A Free Trading Card Day isn't going to solve that problem, but it certainly won't hurt it. It gets cards into potential collectors' hands. It will get kids opening packs of cards. Chances are some are going to have some fun doing it.
More importantly, it helps bring cards into the mainstream again. As a parent, I'm happy to take my kids somewhere for a sample. Sure, I read comics too so I'd be going to Free Comic Book Day whether they wanted to join me or not. But there I was at Toys 'R' Us last weekend hanging around so they could build a tiny little LEGO set and get a free pack of Shopkins.
Okay, Adults Like Free Cards Too
And Free Trading Card Day need not only be about kids. It's a way to thank existing customers and maybe bring back some who may have collected in the past and left the hobby for some reason. There's a lot of nostalgia in cards and that's something that never fully dies. So even the most disenfranchised who stop collecting might be willing to try it again just for the experience of the rip again.
Just like they do now with Free Hockey Card Day, Black Friday and any other industry event, smart shop owners are going to use such an event to their advantage. They're going to add to the atmosphere. Sales, breaks, athlete signings -- all could be used to capitalize on an influx of customers.

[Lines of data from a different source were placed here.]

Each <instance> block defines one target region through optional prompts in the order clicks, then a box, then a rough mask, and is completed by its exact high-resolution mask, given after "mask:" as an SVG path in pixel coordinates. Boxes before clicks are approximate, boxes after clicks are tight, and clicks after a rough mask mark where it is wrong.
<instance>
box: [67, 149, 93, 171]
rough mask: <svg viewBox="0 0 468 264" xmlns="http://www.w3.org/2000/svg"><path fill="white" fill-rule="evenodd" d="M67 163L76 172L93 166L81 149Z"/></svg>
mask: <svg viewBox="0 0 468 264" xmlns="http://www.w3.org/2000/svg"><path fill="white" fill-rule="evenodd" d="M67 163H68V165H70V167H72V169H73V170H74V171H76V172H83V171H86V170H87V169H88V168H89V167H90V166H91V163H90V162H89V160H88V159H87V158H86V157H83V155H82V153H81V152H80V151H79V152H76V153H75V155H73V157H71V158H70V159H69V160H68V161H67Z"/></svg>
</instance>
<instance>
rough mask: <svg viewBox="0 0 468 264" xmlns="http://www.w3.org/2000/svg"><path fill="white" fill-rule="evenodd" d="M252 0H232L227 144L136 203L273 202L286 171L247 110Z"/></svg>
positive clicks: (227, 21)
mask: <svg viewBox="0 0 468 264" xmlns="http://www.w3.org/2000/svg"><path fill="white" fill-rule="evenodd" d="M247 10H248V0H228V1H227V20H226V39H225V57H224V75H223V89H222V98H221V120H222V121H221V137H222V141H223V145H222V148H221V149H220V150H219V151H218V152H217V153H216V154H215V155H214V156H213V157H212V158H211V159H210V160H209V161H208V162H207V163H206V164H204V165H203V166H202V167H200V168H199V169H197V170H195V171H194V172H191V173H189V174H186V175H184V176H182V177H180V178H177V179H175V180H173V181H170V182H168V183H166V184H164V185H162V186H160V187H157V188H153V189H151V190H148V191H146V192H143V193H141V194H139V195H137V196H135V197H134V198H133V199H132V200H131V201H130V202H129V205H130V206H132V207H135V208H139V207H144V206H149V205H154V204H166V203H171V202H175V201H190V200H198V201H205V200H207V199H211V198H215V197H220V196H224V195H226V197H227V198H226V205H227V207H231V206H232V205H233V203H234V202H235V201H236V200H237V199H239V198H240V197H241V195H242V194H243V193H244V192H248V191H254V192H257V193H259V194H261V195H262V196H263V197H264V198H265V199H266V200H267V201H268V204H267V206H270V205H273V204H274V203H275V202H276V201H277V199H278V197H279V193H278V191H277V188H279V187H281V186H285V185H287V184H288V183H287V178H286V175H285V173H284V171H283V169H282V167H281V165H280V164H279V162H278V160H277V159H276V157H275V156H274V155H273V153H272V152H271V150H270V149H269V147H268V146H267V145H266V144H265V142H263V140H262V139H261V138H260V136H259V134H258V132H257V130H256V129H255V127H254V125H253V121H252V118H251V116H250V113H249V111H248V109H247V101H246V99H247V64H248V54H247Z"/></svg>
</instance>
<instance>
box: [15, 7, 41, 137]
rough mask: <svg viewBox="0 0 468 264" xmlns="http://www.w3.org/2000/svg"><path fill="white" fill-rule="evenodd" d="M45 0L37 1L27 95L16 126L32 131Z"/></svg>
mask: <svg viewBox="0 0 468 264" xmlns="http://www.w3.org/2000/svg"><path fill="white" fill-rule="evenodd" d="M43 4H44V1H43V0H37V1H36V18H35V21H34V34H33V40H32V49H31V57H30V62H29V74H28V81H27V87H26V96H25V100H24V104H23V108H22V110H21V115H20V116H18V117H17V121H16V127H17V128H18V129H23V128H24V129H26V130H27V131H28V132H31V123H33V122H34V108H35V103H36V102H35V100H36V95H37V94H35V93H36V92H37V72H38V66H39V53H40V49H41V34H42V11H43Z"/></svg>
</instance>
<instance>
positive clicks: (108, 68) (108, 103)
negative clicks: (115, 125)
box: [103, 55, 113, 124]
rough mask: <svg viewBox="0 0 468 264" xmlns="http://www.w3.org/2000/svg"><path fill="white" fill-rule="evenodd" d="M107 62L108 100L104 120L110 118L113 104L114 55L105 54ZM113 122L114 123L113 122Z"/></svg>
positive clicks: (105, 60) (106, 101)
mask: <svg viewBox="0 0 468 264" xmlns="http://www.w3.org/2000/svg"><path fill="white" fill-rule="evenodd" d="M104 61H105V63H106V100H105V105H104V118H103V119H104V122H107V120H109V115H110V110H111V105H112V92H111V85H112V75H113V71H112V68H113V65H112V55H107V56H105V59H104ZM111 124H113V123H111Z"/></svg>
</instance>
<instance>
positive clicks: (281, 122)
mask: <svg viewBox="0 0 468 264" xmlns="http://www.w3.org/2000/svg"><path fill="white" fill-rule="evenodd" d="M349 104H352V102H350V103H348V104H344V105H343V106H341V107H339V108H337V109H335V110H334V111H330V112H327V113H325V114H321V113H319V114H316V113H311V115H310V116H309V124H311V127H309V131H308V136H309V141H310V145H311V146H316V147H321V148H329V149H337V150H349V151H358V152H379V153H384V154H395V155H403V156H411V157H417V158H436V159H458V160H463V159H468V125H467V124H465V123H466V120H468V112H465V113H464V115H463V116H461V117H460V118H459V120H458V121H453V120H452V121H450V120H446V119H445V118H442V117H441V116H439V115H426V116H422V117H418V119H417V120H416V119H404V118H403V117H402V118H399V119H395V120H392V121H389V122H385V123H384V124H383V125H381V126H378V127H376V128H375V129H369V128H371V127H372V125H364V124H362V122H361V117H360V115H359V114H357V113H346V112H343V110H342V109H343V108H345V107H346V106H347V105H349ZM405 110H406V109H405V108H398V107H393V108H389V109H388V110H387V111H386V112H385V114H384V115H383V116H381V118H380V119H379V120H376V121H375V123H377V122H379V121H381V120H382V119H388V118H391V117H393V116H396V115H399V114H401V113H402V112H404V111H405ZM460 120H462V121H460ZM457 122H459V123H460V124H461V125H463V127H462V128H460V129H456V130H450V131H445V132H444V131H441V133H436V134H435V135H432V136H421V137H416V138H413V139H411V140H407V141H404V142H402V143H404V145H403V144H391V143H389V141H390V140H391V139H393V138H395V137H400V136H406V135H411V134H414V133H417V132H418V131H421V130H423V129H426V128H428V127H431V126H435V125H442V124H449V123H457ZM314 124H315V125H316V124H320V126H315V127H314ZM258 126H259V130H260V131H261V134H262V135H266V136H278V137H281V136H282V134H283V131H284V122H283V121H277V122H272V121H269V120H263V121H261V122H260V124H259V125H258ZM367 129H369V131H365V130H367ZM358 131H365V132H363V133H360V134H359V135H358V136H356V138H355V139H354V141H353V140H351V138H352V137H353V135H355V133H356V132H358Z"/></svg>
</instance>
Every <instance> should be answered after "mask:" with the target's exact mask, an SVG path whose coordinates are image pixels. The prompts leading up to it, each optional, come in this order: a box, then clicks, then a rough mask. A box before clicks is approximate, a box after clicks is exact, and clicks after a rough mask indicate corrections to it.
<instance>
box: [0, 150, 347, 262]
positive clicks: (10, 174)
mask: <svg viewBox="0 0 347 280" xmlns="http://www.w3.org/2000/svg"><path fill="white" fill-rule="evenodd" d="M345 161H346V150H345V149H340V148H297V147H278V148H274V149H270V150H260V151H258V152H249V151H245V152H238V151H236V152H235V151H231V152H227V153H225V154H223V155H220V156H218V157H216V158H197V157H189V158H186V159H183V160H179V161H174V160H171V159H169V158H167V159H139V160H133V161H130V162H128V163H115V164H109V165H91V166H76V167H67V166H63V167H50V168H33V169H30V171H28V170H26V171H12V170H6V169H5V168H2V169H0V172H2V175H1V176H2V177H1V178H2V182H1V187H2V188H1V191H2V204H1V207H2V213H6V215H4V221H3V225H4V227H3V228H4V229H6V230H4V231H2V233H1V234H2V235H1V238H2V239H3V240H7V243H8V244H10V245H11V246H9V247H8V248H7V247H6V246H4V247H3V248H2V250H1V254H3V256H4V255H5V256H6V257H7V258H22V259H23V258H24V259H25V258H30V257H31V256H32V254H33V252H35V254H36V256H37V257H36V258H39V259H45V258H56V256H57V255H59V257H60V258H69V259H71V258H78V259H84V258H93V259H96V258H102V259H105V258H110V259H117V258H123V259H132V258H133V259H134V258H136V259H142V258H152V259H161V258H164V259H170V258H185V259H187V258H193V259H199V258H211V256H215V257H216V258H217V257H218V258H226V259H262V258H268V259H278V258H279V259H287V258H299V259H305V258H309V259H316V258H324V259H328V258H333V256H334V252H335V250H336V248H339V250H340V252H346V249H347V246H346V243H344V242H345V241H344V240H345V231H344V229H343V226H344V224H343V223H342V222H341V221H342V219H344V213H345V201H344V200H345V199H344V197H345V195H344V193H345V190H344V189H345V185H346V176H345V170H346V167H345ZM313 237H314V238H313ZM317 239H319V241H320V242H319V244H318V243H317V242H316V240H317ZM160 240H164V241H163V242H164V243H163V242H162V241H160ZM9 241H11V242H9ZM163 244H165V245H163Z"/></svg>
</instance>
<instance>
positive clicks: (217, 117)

It's marketing. Without it, a shop might be able to do okay. But if you want to grow and thrive, it takes a lot more than unlocking a door in the morning.
Invariably, there will be dealers who take advantage of such a promotion and sell their Free Trading Card Day cards rather than sharing the love. I'd venture to say that shops like those probably won't last long. And even if they do, they're not going to grow.
But rather than focusing on what hasn't worked in the past, I'd rather see the leagues, card manufacturers, shops and everyone else in the hobby look past excuses and come up with solutions. Just like Free Comic Book Day, it'll never be perfect. Shops sell those comics too. But that doesn't stop the majority of them from capitalizing on the event to build long-term business rather than a small short-term gain.
I don't have all the answers. At this point, nobody does because I don't see anyone coming together. But that doesn't stop me from wondering why every year I can go to the comic store for freebies (which never end up being free because we make a point of always buying something as a way of saying thank you and supporting the shop) and fun but not to the card store for something that's all encompassing.